For the Table and the Soul
By: Gary Paul Nabhan
Home cooks and chefs of the Southwest have never lacked for delicious fruit, given the fact that native prickly pears, wild plums, elderberries, wolfberries, blackberries, hackberries, and persimmons grow along streams and in canyons from Texas to California. But a turning point occurred in southwestern agricultural and culinary history roughly 400 years ago, after the first Spanish-introduced fruit took root on American soil in the watersheds of the Rio Grande and the Rio Colorado.
Suddenly, large, edible, or fermentable fruits were available to be grown in this semiarid region, and whether dried, jammed, pickled, or fermented then distilled, they began to offer fruity fragrances and flavors to farming communities year-round.
Missionaries, miners, and Mediterranean fruits
Perhaps no other introductions were as rapidly adopted and distributed across the Southwest as were the Mediterranean fruits carried along by missionaries and miners. Arguably, the impact of these Spanish-speaking immigrants on America’s horticultural legacy dwarf those of Thomas Jefferson and Johnny Appleseed.

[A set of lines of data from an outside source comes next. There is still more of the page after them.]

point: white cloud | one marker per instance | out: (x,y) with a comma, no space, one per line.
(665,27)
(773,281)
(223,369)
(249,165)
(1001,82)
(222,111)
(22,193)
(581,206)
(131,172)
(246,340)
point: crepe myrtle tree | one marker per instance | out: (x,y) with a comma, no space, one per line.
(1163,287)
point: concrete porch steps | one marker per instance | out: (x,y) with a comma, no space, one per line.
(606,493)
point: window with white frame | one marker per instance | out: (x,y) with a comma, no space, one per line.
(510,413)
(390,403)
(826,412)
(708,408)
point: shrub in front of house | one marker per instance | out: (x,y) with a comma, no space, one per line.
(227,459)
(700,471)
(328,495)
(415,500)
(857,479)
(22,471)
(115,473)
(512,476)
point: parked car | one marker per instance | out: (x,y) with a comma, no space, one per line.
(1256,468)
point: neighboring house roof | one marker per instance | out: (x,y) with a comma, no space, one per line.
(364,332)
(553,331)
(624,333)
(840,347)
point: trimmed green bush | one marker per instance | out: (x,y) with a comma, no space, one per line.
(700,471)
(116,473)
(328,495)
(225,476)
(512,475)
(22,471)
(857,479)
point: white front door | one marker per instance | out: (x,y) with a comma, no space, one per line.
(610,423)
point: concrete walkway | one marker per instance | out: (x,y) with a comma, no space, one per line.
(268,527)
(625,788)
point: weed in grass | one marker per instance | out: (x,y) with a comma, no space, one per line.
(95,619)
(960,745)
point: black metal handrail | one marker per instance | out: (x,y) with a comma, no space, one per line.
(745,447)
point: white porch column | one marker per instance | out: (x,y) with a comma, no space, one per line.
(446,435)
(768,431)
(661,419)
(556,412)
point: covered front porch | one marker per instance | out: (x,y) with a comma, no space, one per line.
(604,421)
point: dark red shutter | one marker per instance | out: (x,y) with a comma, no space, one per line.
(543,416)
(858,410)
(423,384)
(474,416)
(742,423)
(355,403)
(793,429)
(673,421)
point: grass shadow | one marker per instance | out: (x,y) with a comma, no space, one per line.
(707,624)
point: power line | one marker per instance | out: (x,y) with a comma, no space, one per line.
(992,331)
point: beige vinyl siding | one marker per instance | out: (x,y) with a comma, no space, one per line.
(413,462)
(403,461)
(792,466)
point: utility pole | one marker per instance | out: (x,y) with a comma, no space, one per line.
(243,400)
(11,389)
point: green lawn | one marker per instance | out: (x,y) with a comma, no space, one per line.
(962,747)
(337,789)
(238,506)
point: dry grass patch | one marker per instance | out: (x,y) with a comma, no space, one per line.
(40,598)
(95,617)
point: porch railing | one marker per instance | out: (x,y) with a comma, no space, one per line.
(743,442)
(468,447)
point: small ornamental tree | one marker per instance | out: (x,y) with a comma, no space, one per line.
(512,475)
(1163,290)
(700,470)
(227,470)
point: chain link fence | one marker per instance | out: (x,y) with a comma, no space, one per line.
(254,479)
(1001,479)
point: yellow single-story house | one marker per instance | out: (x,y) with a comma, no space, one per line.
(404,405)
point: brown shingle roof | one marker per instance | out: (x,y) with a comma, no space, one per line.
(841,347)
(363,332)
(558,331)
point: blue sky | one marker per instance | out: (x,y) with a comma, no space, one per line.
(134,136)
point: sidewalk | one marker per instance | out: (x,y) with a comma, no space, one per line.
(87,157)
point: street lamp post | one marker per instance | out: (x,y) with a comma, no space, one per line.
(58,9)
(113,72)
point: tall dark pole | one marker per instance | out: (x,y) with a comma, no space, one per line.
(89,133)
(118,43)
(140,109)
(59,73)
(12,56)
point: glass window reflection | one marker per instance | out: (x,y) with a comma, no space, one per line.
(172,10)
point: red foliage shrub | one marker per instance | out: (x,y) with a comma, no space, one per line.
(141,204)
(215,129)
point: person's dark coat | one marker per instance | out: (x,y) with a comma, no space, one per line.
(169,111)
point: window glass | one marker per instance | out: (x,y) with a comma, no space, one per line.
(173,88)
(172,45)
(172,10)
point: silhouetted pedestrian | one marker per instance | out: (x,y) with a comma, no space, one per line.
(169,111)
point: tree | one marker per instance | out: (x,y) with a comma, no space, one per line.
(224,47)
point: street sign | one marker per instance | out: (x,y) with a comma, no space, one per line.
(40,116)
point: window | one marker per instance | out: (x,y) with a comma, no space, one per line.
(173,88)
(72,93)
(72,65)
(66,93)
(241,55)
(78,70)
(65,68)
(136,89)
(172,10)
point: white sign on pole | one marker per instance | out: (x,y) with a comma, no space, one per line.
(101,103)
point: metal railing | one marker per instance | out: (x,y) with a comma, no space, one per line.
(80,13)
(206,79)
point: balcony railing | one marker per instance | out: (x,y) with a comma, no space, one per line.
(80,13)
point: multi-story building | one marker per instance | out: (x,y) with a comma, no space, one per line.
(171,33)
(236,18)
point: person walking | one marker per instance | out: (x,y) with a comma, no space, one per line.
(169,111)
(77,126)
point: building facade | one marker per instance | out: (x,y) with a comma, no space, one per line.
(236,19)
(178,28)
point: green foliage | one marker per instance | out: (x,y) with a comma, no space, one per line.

And yet, few American horticultural historians have bothered to pay as much attention to the northward cultural diffusion of fruits and nuts from Spain and the Canary Islands to Mexico as they have to the westward diffusion from Williamsburg, Plymouth Rock, and New Amsterdam. Nevertheless, prior to the arrival of the Spanish themselves, as far north as the Gila River near present-day Phoenix, watermelon fruit and their seeds had been traded up from Spanish colonies in Mesoamerica.